De plus en plus affamée, elle songea au dernier repas qu’elle avait fait avec Kazan. Il avait été constitué par un gros lapin, dont elle se souvint qu’is n’avaient mangé que la moitié. C’était à un ou deux milles.

Mais l’acuité de son flair et ce sens intérieur de l’orientation, si puissamment développé chez les bêtes sauvages, la ramenèrent à cette même place, à travers arbres, rochers et broussailles, aussi droit qu’un pigeon retourne à son colombier.

Un renard blanc l’avait précédée. À l’endroit où Kazan et elle avaient caché le lapin, elle ne retrouva que quelques bouts de peau et quelques poils. Ce que le renard avait laissé, les oiseaux-des-élans et les geais des buissons l’avaient à leur tour emporté. Le ventre vide, Louve Grise s’en revint vers le fleuve, comme vers un aimant dont elle ne pouvait se détacher.

La nuit suivante, elle dormit encore là où avait dormi Kazan et, par trois fois, elle l’appela sans obtenir de réponse.
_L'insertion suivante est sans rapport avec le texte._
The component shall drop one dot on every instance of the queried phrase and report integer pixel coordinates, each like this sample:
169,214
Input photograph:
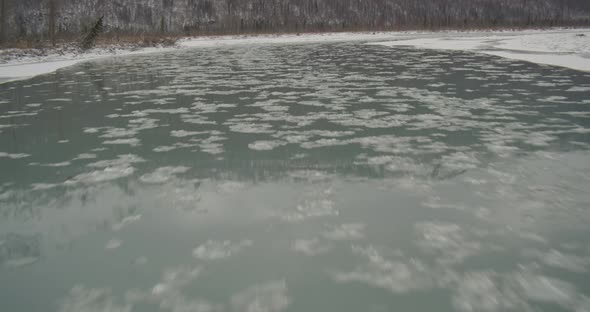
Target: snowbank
29,66
565,48
288,38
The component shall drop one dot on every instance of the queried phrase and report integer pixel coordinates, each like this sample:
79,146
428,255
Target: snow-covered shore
560,47
28,66
565,48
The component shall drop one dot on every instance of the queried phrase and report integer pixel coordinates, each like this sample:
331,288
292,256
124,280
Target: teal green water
312,177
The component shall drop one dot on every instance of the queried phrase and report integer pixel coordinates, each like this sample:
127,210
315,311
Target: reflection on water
336,177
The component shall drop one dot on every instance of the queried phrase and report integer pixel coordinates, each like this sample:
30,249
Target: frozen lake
296,177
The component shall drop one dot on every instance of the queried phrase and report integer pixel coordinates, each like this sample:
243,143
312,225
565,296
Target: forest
48,19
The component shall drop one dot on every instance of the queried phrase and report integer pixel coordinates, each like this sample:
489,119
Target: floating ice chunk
85,299
173,280
13,156
309,247
20,262
251,128
85,156
113,244
479,292
561,260
395,276
215,250
122,160
313,208
579,89
130,141
267,297
348,231
546,289
103,175
161,149
163,174
184,133
60,164
265,145
230,186
43,186
126,221
447,240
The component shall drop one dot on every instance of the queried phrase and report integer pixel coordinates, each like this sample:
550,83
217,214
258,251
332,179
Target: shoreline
541,46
Une rosée épaisse tomba, qui aurait achevé d’effacer la dernière odeur du disparu, si l’orage en avait laissé quelques traces. Et pourtant, trois jours encore, Louve Grise s’obstina à demeurer à cette même place.
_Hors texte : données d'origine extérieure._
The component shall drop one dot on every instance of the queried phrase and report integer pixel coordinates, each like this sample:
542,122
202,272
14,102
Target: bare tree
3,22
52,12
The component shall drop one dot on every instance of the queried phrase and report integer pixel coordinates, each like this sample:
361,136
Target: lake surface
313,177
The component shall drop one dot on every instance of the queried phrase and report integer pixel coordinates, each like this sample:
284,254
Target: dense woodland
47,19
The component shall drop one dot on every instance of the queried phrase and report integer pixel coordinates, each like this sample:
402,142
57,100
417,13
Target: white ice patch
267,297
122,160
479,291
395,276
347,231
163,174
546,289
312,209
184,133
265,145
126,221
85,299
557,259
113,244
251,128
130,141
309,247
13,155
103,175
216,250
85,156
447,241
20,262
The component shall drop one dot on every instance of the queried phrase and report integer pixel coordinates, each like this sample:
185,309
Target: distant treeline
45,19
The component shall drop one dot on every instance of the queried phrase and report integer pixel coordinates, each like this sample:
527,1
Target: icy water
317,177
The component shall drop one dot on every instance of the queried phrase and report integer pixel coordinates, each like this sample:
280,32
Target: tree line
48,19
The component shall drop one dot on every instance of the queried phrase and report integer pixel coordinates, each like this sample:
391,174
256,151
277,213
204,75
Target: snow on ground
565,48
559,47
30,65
Le quatrième jour, sa faim était telle qu’elle dut, pour l’apaiser, grignoter l’écorce tendre des saules. Puis, comme elle était à boire dans le fleuve, elle toucha du nez, sur le sable de la berge, un de ces gros mollusques que l’on rencontre dans les fleuves du Northland et dont la coquille à la forme d’un peigne de femme ; d’où leur nom.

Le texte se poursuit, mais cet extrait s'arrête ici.